La comedia frívola, de boulevard –o vaudeville, si queréis–, que eligió doña Blanquita para inaugurar su teatro es muy divertida y sólo pretende entretener. Trata de las complicaciones a que dan lugar unas cuantas nalgadas que como castigo a travesuras de niña traviesa y malcriada, da a su joven mujer un marido de costumbres corrientes, complicaciones que están a punto de derribar un gobierno –esto sólo puede ocurrir en París o en alguna opereta vienesa–, y que acaban por afianzarlo, todo porque una hábil reportera encuentra la forma de explicar a satisfacción de todos el regocijado suceso que da ocasión a una serie de situaciones alegres y divertidas, en las que intervienen tipos, fuera de la realidad como corresponde al tema, de lo más pintoresco.

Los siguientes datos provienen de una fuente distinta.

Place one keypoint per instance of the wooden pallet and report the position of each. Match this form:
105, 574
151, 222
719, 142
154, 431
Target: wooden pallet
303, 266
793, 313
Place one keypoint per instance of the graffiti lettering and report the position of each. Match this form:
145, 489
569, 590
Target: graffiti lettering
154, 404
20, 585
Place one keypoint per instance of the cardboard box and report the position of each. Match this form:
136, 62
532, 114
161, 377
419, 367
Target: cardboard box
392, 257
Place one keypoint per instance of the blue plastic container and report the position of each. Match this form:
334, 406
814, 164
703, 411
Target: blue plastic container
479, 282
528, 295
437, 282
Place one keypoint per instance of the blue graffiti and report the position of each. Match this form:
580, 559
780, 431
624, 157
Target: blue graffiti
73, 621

Para dar al lector una idea del argumento sería preciso contarlo con la gracia picaresca de un Paul de Kock, porque eso es La Fessee, un cuento picante muy bien teatralizado.

El director Víctor Moya, debe estar satisfecho del resultado que obtuvo con La Fessee. Hay que tener en cuenta en lugar preferente la traducción, de Eleazar Canale, fiel al original, hablada en lenguaje frívolo y fácil sin que se pierda uno solo de sus chistes al cambiar de idioma, si el aire frívolo y de fina caricatura que en ningún momento levanta del suelo basuras ni hace remolinos de dudoso gusto. En seguida, el acierto para elegir a los intérpretes masculinos. Los tres principales: Miguel Manzano, Alfredo Varela y Leopoldo Ortín crean con indudable flexibilidad los caracteres cómicos en choque. Cada uno aborda su personaje, y no sabría el cronista a quien poner delante de los otros dos, pero conviene destacar al más novel de los tres –Ortín–, porque los otros dos, Manzano y Varela, son auténticas fieras de la escena. Cuando encuentran un personaje y quieren estar bien no hay quien los mejore. La señora Castejón está fuera de edad, pero como es también excelente intérprete, se le ve en su puesto de actriz cómica al lado de Manzano, Varela y Ortín: Insuperable modista de sí misma, luce espléndidos modelos, y su habilidad para administrar recursos en la escena para hacerse notar la mantiene siempre en el primer plano de la atención. Carmen Cortés, también fuera de edad sólo que al revés, revela, al fin, lo buena actriz que siempre ha sido, y luce también tan inteligente, como hermosa y bien vestida. Berta Lomelí, muy bien vestida también –por el modista más caro del momento– logra una discreta interpretación de su personaje, el único que tiene sentido común en la comedia de Letraz, y completan con discreción el conjunto Libertad Ongay, Yolanda Moro y Alfonso Fernández. La escenografía de Farina del mejor gusto, como el mobiliario.

La inauguración del teatro de bolsillo Bon Soir –está en París 10 a la vuelta de Paseo de la Reforma– puede considerarse como el éxito frívolo del año.